From that baptism to her consecration as president of the jury of the election, more than twenty years have passed, and Luz has “always” worked in the week of Bonfires, so she knows the party very well from the inside… without having been able to participate with the insouciance of the partygoer on foot. “I would like to be able to live a year in peace, because when you live it working it is not the same; you are aware of everything, of anything you can tell, the reactions of each other, if there are no incidents… I would like enjoying it again in the street with the people, getting wet with the firefighters like that first time”.
Everyone remembers, as Luz explains, the times when more streets were used, “you didn’t use the phone so much, and you had to go as fast as possible to the neighborhood where the winning bonfire was,” to gather the euphoric reaction of the partygoers. Or when it was time to follow the fiery burning of the official bonfire from the balcony of the Town Hall, as it was the turn of Carlos Arcaya, recently arrived from his native Vitoria in 1993: “That impressed me, the magic of fire that is talked about; it I had seen on TV, but covering the cremà was spectacular”.
Carlos recalls the wisdom of Raúl Álvarez Antón, “who knew everything”, or of José María Roselló, a colleague from COPE. Among the incidents that he has experienced first hand, he remembers the year in which the peculiar hoarse voice of councilor Pamblanco exclaimed “this doesn’t even burn with cannon shots!” while a newly elected mayor Alperi tried to calm an outraged crowd before an official bonfire that refused to burn.

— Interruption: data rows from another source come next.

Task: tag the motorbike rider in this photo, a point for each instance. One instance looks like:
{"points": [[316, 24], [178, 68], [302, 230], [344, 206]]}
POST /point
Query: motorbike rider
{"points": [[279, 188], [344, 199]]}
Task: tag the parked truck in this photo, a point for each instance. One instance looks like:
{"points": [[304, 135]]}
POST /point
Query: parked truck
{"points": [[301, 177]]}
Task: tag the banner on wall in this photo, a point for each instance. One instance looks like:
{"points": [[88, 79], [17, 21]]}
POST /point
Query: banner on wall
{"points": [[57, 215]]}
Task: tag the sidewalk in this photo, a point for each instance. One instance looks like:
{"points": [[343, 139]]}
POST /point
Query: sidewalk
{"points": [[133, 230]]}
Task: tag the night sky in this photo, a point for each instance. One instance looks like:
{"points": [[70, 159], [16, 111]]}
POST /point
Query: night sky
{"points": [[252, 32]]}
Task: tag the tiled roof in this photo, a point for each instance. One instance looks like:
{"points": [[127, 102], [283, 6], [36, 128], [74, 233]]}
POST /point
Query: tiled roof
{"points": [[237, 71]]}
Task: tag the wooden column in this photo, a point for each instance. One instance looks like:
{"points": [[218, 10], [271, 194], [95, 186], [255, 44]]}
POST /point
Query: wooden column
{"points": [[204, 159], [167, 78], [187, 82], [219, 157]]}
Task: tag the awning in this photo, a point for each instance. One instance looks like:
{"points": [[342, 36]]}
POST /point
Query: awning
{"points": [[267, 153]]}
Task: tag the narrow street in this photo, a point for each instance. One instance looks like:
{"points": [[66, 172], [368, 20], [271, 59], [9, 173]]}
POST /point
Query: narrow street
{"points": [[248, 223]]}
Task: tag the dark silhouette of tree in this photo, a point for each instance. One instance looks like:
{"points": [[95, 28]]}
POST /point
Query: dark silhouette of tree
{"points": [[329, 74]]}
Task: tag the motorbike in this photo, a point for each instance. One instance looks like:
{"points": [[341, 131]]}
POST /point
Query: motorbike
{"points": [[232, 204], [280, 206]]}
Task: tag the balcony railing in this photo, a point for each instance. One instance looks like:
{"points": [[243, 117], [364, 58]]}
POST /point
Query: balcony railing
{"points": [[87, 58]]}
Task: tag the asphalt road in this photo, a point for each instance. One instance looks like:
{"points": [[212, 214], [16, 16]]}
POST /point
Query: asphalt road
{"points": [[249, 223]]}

Among the figures of the party, Arcaya recalls that of Ramón Marco and the veneration that was professed to him, “as if he were God”, or Pedro Soriano, who suffered the fall of the odd auction, and Ildefonso Prats, beloved Fire Chief , “a very particular, endearing guy, who combined his part as a foguerer and a professional”. Personally, from the festivities he keeps the monuments that, taking advantage of his status as a runner, he sometimes visits while running.
Denis Rodríguez also came from the Basque Country, he is from San Sebastian, but he has lived in Alicante since 1986, when he was barely thirteen years old, so he still lived his first parties from childhood fascination and amazement at the spectacular color of the monuments. Already on the radio, in COPE, with Gumiel conducting the morning program, the long-suffering wireless of the mascletá was his first fogueril destination.
Denis fondly remembers Manuel Ricarte, the president of Holy Week in Alicante, also closely linked to the bonfires, who collaborated every day in the program and died one night in June in full festivities. Like many Alicante residents, when he was young he enjoyed the banyà more, but over time he has come to appreciate other aspects of the festival, such as the parade of bands -“the offering seems long”- and the party in the street: “at night , no longer; now in the afternoon, that for a reason those of the 70s were the inventors of the afternoon”.
And it is that Denis belongs to the generation that enjoyed the free concerts and the popular shack, customs that passed away: “Alicante must be one of the few cities that does not have free municipal concerts during the holidays; it is a pity, although then there is a good programming in summer”, he laments.
And he goes back to his business, to the microphone, to renew -like ‘Gumi’, like Luz, like Carlos- that daily pact with each listener, with each person who, like Pedro Espadero in his workshop, gives them his listening, at times his attention, in exchange for the precious gift of kind company.